San Sebastian Festival: ​’Trialed by a dictatorship, but held prisoner by a democracy’

San Sebastian Festival: ​’Trialed by a dictatorship, but held prisoner by a democracy’

The 70th edition of the San Sebastian Film Festival was inaugurated with an ovation for prison history model 77 by Alberto Rodríguez and Rafael Cobos, who have been telling Spanish stories through cinema for more than twenty years. Definitely, prisons continue to be a setting with tremendous cinematic potential.

“The escape of 45 prisoners in 1978 caught our attention, after the existence of the COPEL (Coordinator of Prisoners in Struggle) from the jail, which is where everyone separates and their identity is erased. Then one day they come together and 200 people cut their wrists so that the press could enter and be able to tell about their living conditions. That was already amazing. They pursued the impossible, that people unite in a prison that functioned until 2017. This is a story that we have been working on since 2005,” said its director, Alberto Rodríguez from Seville.

“The context of the story is a moment in which the country could aspire to anything because we were on the border between dictatorship and democracy and that the story is told from inside a prison had a lot of meaning,” he said.

model 77 follows Manuel, a young accountant, imprisoned and awaiting trial for embezzlement, who faces a sentence of six to eight years, totally disproportionate for the crime committed. “Together with his cellmate, Pino, he joins COPEL, a collective that fights for the rights of common prisoners and amnesty.
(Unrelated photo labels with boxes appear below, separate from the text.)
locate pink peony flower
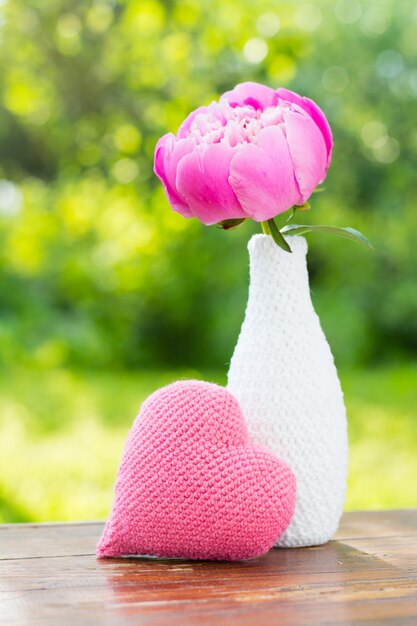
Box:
[154,82,333,224]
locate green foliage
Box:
[0,366,417,522]
[0,0,417,368]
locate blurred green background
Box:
[0,0,417,521]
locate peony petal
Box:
[154,133,196,217]
[229,126,301,222]
[284,109,327,202]
[277,87,333,167]
[220,81,278,110]
[176,143,246,225]
[177,107,207,139]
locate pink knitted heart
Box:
[97,380,295,561]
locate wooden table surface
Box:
[0,509,417,626]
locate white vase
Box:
[227,235,348,547]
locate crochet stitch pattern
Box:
[97,380,296,561]
[227,235,348,547]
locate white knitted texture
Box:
[227,235,348,547]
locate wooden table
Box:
[0,509,417,626]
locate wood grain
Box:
[0,510,417,626]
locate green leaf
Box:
[216,217,247,230]
[282,224,374,250]
[267,218,292,252]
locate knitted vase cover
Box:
[227,235,348,546]
[97,381,295,561]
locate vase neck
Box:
[248,235,312,321]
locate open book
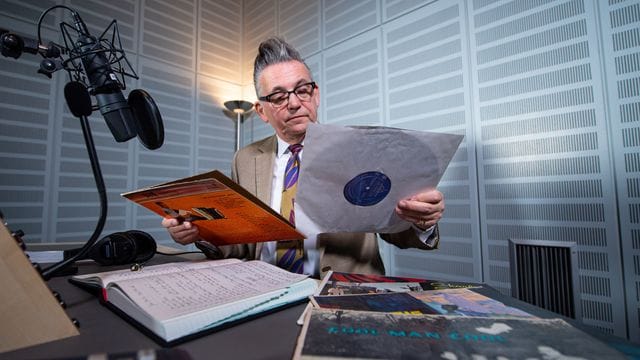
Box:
[122,170,305,246]
[70,259,317,345]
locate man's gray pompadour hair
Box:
[253,36,311,97]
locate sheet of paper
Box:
[296,124,463,233]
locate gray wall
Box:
[0,0,640,341]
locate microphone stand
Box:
[41,115,107,281]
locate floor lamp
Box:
[224,100,253,151]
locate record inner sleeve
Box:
[296,123,463,233]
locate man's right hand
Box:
[162,218,200,245]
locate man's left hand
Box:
[396,189,444,230]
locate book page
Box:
[110,261,307,321]
[73,259,242,287]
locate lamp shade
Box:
[224,100,253,114]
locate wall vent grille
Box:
[509,239,581,319]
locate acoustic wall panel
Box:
[0,0,67,242]
[278,0,322,58]
[242,0,278,148]
[139,0,197,71]
[321,29,384,125]
[197,0,242,83]
[0,0,56,27]
[0,50,55,242]
[68,0,139,54]
[382,0,437,22]
[469,0,625,336]
[196,76,239,176]
[598,0,640,342]
[242,0,277,85]
[322,0,381,48]
[383,1,482,281]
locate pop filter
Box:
[127,89,164,150]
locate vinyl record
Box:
[343,171,391,206]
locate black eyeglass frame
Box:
[258,81,318,106]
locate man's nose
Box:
[287,93,301,109]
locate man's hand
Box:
[396,189,444,230]
[162,218,200,245]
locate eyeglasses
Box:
[258,81,318,107]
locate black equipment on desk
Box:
[0,5,164,280]
[64,230,157,265]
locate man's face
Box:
[256,61,320,144]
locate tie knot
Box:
[289,144,302,155]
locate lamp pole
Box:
[224,100,253,151]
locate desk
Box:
[0,255,632,360]
[0,255,305,360]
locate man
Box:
[162,38,444,277]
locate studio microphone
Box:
[0,28,61,59]
[73,12,137,142]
A war for freedom breaks out that will bring the Spanish prison system to its knees. If things are changing outside, they will have to do the same inside.”

“This is a hard film, a prison drama that talks about freedoms, where the cry of a society ended up reaching the jail, a jail that reflects the city,” Rodríguez said.

“It was striking that this leak occurred in the middle of the political transition. We began to document ourselves and we came to COPEL, the union of the self-styled social prisoners, after they granted amnesty to the political prisoners. They said, with some reason, that a dictatorship had judged them, but a democracy kept them imprisoned.

Alberto Rodríguez, Spanish filmmaker, directs ‘Modelo 77’. Wikipedia

For Miguel Herran, the young protagonist (known for playing Rio in the series paper house), “it is truly surprising to meet one of the prisoners, in this case Daniel Pons who was in this jail and to see reflected in his face everything they have lived through, years of struggle and despair. Talking to him was very enriching, because you put yourself in front of someone who tells you in detail everything he has experienced, and even how he fought with rats for food. And today, at almost 80 years old, he is still fighting for the rights of prisoners, looking for a change. This is a long process and I believe that we are not on the wrong path, these are people who continue with this fight, reminding us that there are people who do not have a voice or vote, but who are not usually heard, of whom we do not know their context. This is an opportunity to change the prison system that we have, because we do not reform, we only punish, ”he said.

Speaking about the comedy of the film, Rodríguez said: “Humor is inherent in the human being, it is necessary to live. I didn’t want stereotyped characters, but rather for the viewer to feel them as human beings, so in this way the humor sought to appear naturally”.

On this same topic, the screenwriter Rafael Cobos added: “Humor is a fantastic tool, it serves to enhance the drama of life and it was perfect for this film so hard and so frontal so that the message gets through better, it had to have this escape . Even the chicken scene is quite real, they say there are even photos of that moment.